La figure de Rowling est ainsi intéressante à analyser, dans le sens qu’elle n’est finalement pas un cas isolé. Aussi plaisante que soit son œuvre, elle est condamnée à devenir non pas une parabole universelle, mais le reflet d’une époque. Cette saga en sept tomes restera une date dans l’histoire de la production de la littérature jeunesse. Ce moment où éditeurs et studios de cinéma se rendent compte que le très jeune public est un marché tout à fait porteur, et ces derniers n’auront de cesse de vouloir relancer la machine. Mais autant Harry Potter tient encore une bonne place dans l’imaginaire collectif, autant les Hungers Games et autres Twillight qui ont suivi semblent déjà poussiéreux dans un monde où tout semble jetable. Rowling paraît avoir des difficultés à admettre que même ses livres peuvent finir sur une étagère, pour ne plus en bouger.

Alors elle tweete, elle monte un blog, et par ces différentes voies, développe son univers, ajoute des précisions, et se perd dans des parallèles historiques douteux ou maladroits. Au même moment, le public qui l’avait portée en triomphe change, évolue, aspire à de nouvelles choses. Dire pudiquement qu’un personnage était « peut-être » homosexuel pouvait encore passer il y a dix ans, mais plus maintenant. Rowling est finalement devenue l’image même de cette élite intellectuelle moralisatrice, qui continue de faire la leçon à une jeunesse qui à déjà trois coup d’avance.
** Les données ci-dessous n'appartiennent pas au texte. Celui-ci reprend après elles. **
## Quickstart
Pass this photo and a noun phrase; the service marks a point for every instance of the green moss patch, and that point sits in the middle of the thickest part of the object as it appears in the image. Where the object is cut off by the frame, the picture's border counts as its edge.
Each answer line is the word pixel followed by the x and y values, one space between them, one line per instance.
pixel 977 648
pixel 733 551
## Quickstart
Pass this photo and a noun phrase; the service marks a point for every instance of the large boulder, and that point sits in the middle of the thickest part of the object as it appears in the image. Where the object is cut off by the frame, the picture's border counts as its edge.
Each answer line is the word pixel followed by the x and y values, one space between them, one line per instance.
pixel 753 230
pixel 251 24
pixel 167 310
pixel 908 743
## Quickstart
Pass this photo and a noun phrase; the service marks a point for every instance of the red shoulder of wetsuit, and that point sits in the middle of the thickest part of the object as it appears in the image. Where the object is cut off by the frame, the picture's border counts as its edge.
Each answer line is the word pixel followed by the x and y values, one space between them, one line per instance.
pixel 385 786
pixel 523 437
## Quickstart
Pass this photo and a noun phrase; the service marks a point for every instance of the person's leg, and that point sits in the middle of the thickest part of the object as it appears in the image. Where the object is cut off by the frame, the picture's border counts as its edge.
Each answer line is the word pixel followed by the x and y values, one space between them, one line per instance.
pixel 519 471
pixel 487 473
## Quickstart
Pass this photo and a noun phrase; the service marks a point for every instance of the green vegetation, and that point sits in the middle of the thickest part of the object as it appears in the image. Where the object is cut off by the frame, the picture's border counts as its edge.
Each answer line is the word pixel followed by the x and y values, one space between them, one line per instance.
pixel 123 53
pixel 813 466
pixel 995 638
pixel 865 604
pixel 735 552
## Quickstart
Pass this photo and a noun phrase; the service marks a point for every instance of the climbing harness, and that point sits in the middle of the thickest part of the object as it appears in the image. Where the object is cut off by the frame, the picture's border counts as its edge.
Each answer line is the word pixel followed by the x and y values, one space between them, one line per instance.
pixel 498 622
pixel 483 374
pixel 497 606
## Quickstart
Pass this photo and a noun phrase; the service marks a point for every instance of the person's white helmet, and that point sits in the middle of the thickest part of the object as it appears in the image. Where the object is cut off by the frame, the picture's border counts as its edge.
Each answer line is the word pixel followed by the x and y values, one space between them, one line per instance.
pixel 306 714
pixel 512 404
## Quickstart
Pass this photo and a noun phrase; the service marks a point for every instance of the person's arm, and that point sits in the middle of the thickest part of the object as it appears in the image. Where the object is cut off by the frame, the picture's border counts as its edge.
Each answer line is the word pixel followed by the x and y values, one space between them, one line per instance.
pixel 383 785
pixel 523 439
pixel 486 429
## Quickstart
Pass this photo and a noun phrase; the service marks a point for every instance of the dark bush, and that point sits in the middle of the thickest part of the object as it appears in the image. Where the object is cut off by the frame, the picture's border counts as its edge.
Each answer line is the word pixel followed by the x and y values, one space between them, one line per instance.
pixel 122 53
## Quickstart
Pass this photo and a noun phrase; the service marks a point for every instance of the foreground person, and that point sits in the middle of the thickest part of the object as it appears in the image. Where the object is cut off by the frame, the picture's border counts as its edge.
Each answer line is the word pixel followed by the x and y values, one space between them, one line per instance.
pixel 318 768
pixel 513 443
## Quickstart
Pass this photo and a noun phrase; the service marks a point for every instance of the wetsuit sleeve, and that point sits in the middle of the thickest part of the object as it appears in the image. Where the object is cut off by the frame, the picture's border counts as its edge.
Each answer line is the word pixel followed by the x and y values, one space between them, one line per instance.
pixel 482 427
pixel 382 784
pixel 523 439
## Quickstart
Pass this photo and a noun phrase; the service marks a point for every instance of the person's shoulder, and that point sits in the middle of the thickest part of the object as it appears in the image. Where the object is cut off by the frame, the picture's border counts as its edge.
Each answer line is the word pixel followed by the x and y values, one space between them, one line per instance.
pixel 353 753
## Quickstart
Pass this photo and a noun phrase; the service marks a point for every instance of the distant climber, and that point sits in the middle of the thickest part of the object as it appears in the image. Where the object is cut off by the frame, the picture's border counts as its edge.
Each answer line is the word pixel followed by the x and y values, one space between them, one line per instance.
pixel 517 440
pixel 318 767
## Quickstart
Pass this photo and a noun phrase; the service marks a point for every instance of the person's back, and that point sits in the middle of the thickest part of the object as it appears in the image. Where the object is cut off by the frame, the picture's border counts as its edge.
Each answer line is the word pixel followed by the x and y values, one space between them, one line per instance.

Que l’on soit « pour » ou « contre » (aussi absurde que cela puisse paraître), il n’empêche que ces questions sociales (droits LGBT, place des handicapés dans les sociétés, etc.) sont au cœur du débat public. La jeunesse charmée par les matchs de quidditch est aujourd’hui plus politisée, plus consciente de ces nouveaux enjeux qui forgeront le monde de demain. Et les métaphores grossières agitant le spectre du fascisme ne lui suffisent plus. Grindelwald aurait dû être le nouveau Voldemort, conçu pour faire flipper une nouvelle génération, il n’est finalement qu’un nouveau tyran générique, semblant sorti d’un autre temps. À une époque où la lutte contre le terrorisme, les combats pour l’égalité et la sauvegarde du climat sont les nouveaux enjeux majeurs, où les nouveaux méchants ressemblent plus à des banquiers en costumes qu’à des dictateurs à moustache, une telle vision du monde ne peut plus trouver d’écho.

J.K Rowling serait-elle en train de devenir trop vielle pour ça ? Le monde change à toute vitesse, et même Harry Potter n’est pas éternel. Elle devrait finalement passer à autre chose, laisser les aventures de son jeune sorcier résonner différemment dans le cœurs de chacun, sans en forcer l’interprétation, ni toiser ceux qui auraient l’audace d’avoir des opinions politiques différentes. Elle devrait aussi éviter d’aborder son œuvre sous l’angle « sexuel », provoquant un malaise entre le jeune public pas encore éveillé à ces questions, et ses premiers fans plus âgés qui n’ont pas vraiment envie de savoir ça. Et enfin, arrêter d’utiliser son univers fantasmé comme grille de lecture d’un monde beaucoup plus complexe, où les conflits ne se résolvent pas à coups de baguette magique. Mais qui sait, peut-être qu’elle aura sa revanche dans quelques années, quand ceux qui la traînent dans la boue aujourd’hui seront à leur tour mis face à leur contradictions par la génération suivante.